De fait, au cours de la saison 2014-2015, les paris en ligne sur les matchs du club faisaient apparaître des « indicateurs solides de trucage » , selon un rapport du Centre international pour la sécurité du sport (ICSS), basé au Qatar, que s’est procuré Football Leaks. L’ICSS qualifierait même Mao d’ « organisateur de premier plan de matchs truqués et leader d’une organisation criminelle singapourienne de truqueurs de matchs » . Coïncidence ou pas, après deux ans de défaites en pagaille, l’Atlético Clube de Portugal faisait faillite en 2017, alors qu’Éric Mao, lui, aurait discrètement pris la poudre d’escampette.
Arbitres en toc
Un fiasco parmi tant d’autres, au milieu des dégâts qui auraient été engendrés par la méthode Mao, estime l’EIC. Toujours au travers de sa société Anping, Mao, avance l’EIC, aurait en effet investi dans d’autres clubs européens de second plan. Leur point commun ? Ils trempent tous ou presque dans des soupçons, voire des faits avancés de matchs truqués. Parmi ces derniers, l’Academica de Clinceni (D2 roumaine), où le vice-président Alexandru Dragomir a été suspendu trois mois par la Fédération roumaine. Ou encore le club de D2 irlandaise d’Athlone Town, où deux joueurs ont été suspendus pour douze mois en septembre 2017. Aucun lien direct n’a été établi entre Mao et l’Athlone, mais, après le changement de propriétaire du club en 2016, des joueurs et membres du staff technique en provenance de l’Atlético Clube de Portugal et de l’Academica de Clinceni, deux clubs dans lesquels aurait investi Anping, ont bizarrement débarqué en Irlande pour intégrer la formation de D2.

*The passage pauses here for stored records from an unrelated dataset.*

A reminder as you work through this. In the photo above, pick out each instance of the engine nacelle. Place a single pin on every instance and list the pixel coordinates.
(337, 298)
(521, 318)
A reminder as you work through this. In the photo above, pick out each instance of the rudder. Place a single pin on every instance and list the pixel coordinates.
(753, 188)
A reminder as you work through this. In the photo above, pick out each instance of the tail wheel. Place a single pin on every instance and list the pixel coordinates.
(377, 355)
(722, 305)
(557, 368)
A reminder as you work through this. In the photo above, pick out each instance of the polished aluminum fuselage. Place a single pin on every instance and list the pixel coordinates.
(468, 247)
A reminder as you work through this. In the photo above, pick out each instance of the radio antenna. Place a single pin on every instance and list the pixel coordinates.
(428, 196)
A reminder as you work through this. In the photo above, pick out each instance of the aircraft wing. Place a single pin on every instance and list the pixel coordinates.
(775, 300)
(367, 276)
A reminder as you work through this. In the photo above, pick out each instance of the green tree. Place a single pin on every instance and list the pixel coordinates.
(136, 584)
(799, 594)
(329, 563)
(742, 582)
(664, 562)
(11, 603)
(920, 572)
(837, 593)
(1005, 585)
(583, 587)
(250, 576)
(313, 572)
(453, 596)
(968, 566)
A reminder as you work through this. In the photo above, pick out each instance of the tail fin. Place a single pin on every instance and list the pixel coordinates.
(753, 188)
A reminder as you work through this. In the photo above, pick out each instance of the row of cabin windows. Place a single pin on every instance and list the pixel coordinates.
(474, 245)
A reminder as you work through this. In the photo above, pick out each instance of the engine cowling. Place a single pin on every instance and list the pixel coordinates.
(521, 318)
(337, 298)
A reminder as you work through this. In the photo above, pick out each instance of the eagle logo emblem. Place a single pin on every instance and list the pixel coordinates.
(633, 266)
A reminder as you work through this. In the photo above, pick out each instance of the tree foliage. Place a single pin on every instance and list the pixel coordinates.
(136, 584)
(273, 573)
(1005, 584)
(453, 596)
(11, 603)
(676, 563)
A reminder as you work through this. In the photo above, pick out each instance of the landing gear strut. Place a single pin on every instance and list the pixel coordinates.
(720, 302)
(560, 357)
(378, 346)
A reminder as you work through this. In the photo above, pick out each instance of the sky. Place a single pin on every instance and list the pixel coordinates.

L’EIC avance également qu’un des coups les plus osés de Mao serait ce consortium de faux arbitres qu’il aurait mis sur pied avec des partenaires à Chypre, pour arbitrer des matchs amicaux depuis 2016. Et ainsi influer sur les résultats et paris applicables aux rencontres en question. Selon l’EIC, Mao serait lié à Androsports, l’entreprise organisatrice de ces matchs amicaux. Ces derniers auraient parfois été arbitrés par un groupe de huit footballeurs étrangers, qui se seraient fait passer pour des hommes en noir officiels, après s’être rendus sur l’île. Parmi eux, on retrouverait des joueurs comme le Letton Kirils Grigorovs, qui a notamment joué à Athlone Town, ou le Roumain Adrian Udrea, qui a évolué à l’Academica Clinceni. Un programme gratiné, qui a conduit l’EIC à tenter de joindre Éric Mao et ses associés depuis plusieurs mois, afin que tous ces gens aient aussi un droit de réponse au regard du cocktail chargé d’éléments qui leur sont reprochés. Sans grande surprise, un coup pour rien : le consortium de journalistes n’a pour l’instant rien eu de mieux à se mettre sous la dent qu’un assourdissant silence radio.